If he couldn’t be sorry, what could he do? He couldn’t recall the book as though it were a faulty laptop battery; the publisher had made this clear. He couldn’t unwrite it. Penelope would have to set the terms of the amends, but she was refusing to speak to him.

Arthur called the airline and booked the first flight out the next morning. Afterward, he opened the door to his room and stood out on the balcony that overlooked the parking lot. Three shadows by a red pickup truck—two men and a woman—smoking cigarettes and drinking from a shared bottle.
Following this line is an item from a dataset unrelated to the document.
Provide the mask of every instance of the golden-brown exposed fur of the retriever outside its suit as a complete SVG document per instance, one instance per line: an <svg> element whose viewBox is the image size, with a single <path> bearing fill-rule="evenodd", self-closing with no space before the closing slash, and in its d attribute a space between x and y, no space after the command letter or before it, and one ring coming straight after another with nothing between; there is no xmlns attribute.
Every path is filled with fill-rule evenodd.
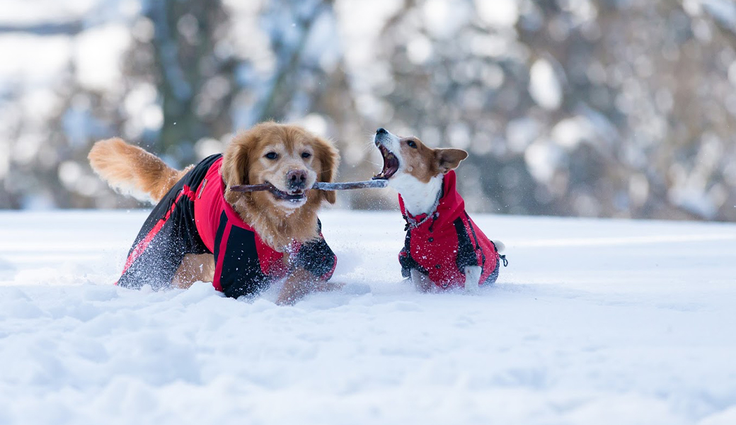
<svg viewBox="0 0 736 425"><path fill-rule="evenodd" d="M264 158L267 152L277 152L277 160ZM309 158L302 158L308 152ZM120 138L98 141L88 155L94 171L118 189L137 189L158 202L191 168L177 171L155 155ZM330 142L294 125L266 122L238 134L223 154L222 178L225 199L235 208L244 222L258 233L263 242L275 250L285 250L292 241L306 242L319 236L317 210L323 200L335 203L334 192L308 190L307 200L299 208L289 208L270 192L240 193L231 186L263 183L268 180L277 189L285 190L286 173L302 169L308 175L310 187L314 181L332 182L339 162L337 150ZM174 275L172 284L189 287L194 281L212 281L214 259L211 254L185 256ZM311 290L327 290L339 284L314 282L309 273L297 270L287 278L279 303L297 301ZM313 280L313 279L312 279ZM305 285L301 287L301 285Z"/></svg>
He watched them for a while—the woman sat cross-legged on the hood, the men leaning deeply onto the passenger side door, discussing something serious. Arthur watched them long enough to decide that getting drunk looked like a good idea.
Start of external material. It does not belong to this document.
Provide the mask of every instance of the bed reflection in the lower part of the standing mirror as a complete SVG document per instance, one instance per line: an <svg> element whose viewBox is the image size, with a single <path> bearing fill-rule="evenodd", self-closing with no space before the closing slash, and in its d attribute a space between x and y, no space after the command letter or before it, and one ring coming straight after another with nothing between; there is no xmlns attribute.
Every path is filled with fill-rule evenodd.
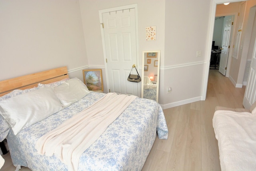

He found his keys and got on his jacket and, asking directions from the trio by the pickup, drove to a nearby liquor store where he purchased a bottle of something called Duff Gordon, which turned out to be cooking sherry.

By the time he returned to the motel parking lot, the red pickup was gone. He uncapped the bottle and had a swig. This was what you were supposed to do when your wife and child left you; you got drunk in a motel parking lot. The circumstances required it. He adjusted his seat, turned off the engine, but kept the key in so that he could listen to the radio. He found a station playing “Waiting for the Man,” by the Velvet Underground. He thought of his mother.

He was woken by the sound of an electronic bleating that turned out to be his cell phone. It was his agent. He flipped open the phone. Hello? The morning’s glare from the windshield aggravated the cracked plates of a headache.

Arthur, it’s Doug. Are you sitting down? I hope you are, friend, because I have some news that’s going to knock you off your feet.